Executed in 2008, Birthday II encapsulates the artist’s stylistic shift in motif around that time – a period in which he became preoccupied with the subject of ethnic minorities. Within the history of Chinese art, ethnic minorities became important as artistic subject material after the Cultural Revolution, with humanistic artists such as Ai Xuan, Chen Danqing, and Yuan Yunsheng travelling the country to seek authentic scenes of minority life. Such a practice was followed by later artists like Zhang Xiaogang and Mao Xuhui. At the same time, ethnic minorities were being positioned as political models to support the propaganda of ethnic unity. Therefore, Wang Yin’s engagement in the subject of ethnic minority is not only a continuation of an art historical lineage but also a critical commentary on social ideology. Employing artistic vocabulary and atmospheric aura from the classical old masters, Wang Yin placed Chinese ethnic women in a decidedly Western setting – extracting them from their original habitat and forcing them in a wholly foreign environment. Turning away from grand historical narratives, Wang Yin instead focuses on local narratives of minority subjects, shining a spotlight on isolated and often neglected discourses.

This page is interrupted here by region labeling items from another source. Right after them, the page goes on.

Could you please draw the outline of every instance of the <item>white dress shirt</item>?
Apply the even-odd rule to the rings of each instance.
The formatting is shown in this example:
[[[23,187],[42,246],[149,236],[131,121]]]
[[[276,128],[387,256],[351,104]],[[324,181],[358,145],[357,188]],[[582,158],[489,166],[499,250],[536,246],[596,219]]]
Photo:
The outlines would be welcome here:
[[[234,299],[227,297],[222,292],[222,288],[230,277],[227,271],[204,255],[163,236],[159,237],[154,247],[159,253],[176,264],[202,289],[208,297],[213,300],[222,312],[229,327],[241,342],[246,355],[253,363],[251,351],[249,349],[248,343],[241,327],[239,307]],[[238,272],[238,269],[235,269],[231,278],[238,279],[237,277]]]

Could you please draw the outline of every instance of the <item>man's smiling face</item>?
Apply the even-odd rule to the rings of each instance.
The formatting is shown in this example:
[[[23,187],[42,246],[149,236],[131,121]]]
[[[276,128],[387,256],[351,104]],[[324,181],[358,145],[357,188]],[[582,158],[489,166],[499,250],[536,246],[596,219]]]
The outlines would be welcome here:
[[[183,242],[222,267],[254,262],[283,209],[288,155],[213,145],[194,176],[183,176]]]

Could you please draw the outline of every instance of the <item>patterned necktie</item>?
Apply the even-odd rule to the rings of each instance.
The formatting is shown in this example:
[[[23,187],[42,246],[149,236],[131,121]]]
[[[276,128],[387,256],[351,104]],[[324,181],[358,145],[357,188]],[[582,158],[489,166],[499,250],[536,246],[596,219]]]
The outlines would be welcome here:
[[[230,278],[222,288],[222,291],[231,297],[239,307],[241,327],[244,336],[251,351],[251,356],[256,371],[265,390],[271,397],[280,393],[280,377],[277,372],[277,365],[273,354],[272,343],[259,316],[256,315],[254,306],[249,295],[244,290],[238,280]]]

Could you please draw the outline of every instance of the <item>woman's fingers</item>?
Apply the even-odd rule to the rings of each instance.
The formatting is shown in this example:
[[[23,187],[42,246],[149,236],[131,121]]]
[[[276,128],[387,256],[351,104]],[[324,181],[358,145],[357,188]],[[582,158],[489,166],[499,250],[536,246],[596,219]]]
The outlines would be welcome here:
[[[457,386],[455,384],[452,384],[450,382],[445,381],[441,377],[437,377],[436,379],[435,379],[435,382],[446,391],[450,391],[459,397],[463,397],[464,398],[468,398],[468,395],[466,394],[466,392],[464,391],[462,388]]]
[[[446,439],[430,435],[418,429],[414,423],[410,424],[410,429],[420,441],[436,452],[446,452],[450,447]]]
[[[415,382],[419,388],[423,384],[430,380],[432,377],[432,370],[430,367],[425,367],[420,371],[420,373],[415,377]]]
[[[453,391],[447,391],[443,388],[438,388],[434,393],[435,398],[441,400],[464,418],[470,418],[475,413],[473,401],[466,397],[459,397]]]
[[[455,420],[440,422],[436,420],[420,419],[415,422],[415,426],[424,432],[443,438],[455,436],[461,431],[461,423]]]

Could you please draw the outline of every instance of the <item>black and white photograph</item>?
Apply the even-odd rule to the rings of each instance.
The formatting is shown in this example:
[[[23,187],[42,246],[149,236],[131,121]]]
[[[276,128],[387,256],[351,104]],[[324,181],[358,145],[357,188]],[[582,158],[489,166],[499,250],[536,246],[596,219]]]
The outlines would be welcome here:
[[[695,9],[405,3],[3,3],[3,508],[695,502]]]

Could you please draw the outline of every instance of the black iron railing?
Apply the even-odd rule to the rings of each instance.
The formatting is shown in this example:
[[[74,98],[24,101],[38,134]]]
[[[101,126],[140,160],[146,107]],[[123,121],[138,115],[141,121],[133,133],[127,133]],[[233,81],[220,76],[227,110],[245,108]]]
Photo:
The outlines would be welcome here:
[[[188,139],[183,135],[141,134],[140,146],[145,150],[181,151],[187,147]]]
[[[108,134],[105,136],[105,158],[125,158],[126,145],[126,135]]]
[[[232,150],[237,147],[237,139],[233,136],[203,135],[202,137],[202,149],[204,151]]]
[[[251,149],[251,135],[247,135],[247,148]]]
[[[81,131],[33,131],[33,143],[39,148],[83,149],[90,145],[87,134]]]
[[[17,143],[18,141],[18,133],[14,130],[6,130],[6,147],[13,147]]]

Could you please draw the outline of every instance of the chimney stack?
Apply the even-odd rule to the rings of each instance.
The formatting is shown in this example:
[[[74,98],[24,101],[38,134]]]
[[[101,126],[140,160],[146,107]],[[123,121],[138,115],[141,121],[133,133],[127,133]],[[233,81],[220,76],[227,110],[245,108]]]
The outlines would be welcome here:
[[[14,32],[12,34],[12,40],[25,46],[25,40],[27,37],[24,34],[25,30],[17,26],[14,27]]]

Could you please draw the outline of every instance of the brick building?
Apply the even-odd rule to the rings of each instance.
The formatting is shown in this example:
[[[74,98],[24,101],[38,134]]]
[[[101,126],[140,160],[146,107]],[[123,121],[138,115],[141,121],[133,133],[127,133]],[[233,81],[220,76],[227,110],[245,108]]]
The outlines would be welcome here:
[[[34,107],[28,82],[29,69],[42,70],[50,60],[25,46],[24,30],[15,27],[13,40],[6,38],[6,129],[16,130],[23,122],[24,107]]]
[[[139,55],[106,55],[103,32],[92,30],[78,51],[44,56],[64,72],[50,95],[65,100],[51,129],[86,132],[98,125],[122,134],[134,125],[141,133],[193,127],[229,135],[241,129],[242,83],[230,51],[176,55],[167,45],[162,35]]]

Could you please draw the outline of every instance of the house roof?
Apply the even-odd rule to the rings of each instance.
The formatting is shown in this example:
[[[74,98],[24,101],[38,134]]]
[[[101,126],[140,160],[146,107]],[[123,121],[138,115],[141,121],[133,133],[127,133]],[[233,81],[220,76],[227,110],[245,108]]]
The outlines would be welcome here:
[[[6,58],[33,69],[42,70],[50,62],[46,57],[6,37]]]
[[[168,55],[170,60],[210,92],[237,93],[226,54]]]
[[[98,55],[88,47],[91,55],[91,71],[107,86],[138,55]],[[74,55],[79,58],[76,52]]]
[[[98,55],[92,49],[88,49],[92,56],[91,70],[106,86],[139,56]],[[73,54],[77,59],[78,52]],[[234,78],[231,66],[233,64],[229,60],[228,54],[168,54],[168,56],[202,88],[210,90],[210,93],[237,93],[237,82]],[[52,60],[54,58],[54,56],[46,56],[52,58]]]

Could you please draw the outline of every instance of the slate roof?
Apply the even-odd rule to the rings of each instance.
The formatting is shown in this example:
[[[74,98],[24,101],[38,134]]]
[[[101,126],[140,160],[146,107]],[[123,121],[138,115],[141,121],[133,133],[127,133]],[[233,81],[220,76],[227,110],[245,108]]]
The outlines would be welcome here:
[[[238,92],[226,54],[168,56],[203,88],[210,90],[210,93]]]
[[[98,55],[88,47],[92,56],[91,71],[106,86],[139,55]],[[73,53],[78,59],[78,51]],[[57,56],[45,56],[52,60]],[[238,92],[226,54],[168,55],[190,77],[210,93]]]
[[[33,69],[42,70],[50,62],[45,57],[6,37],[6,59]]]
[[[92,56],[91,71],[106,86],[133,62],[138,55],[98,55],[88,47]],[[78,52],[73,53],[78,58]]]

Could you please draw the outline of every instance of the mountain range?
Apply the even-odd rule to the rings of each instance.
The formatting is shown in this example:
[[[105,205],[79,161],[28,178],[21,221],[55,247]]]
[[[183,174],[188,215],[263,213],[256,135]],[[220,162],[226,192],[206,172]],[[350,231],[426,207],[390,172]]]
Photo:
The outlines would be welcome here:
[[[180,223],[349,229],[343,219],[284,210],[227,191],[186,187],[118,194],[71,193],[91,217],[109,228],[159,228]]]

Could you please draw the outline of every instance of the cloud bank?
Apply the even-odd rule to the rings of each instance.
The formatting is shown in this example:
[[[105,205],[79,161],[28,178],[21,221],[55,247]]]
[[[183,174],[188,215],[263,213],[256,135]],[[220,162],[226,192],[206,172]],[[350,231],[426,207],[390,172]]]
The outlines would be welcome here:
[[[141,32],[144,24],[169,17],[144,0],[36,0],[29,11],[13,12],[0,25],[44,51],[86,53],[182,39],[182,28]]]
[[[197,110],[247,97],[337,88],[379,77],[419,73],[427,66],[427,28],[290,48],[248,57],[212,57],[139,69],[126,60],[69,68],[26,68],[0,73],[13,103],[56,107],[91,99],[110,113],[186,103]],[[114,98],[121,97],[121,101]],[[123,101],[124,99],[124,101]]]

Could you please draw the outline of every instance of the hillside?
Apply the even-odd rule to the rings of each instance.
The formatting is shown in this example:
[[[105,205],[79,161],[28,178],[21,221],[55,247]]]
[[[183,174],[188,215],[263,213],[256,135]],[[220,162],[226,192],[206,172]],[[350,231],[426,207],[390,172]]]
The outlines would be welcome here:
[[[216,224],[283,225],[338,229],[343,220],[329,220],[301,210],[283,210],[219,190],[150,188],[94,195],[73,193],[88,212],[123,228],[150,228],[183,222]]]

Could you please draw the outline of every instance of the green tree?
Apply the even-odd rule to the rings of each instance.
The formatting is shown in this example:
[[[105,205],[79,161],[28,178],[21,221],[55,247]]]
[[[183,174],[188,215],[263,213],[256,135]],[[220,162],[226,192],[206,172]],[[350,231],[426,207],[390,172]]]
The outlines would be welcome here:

According to the artist, the title of the present work Birthday alludes to a kind of rediscovery of the painterly technique in oil akin to a mini-Rennaissance; to date, there are only two works in the artist’s oeuvre bearing such a special title. Born in 1964, Wang Yin grew up in Qingdao and began his art education at an early age, during which oil painting was part of his family’s traditions. Wang Yin was particularly influenced by his father, who endorsed the Soviet School of painting. His earliest inspiration came from the Soviet style and the “Workers-Peasants-Soldiers” imagery of the Cultural Revolution period. Later, the artist discovered his father’s album of paintings, which included Chinese oil paintings from the Republican Period (1911-1949) that had been influenced by Western and Japanese styles. Under the atmosphere of the time when the Soviet School of painting was predominant, the oil paintings of the Republican Period were considered crude. However, Wang Yin studied these “crude” paintings and began to adopt their style as his own. Wang Yin stated: “After 2000, every now and then, I would put ‘Soviet paintings,’ Republican era paintings and my own works on a table, to examine the relationships between them, such as the relationship between Xu Beihong’s paintings and my own, or the relationship between the subjects chosen by ethnic minority painters and the subjects in my own work. I disassembled and broke down these relationships, but what it really revealed was the relationship between myself and oil painting, and why I make oil paintings" (The Gift, or This Thing Called Oil Painting and how it Because Connected to Us—Wang Yin in Conversation with Philip Tinari). Bearing testament to such influences and furthermore exuding a distinctive ‘stage’ effect in terms of lighting and theatricality that owes its roots to Wang Yin’s deep interest in theatre production, Birthday II is a symbolically and artistically superlative work from the artist’s oeuvre.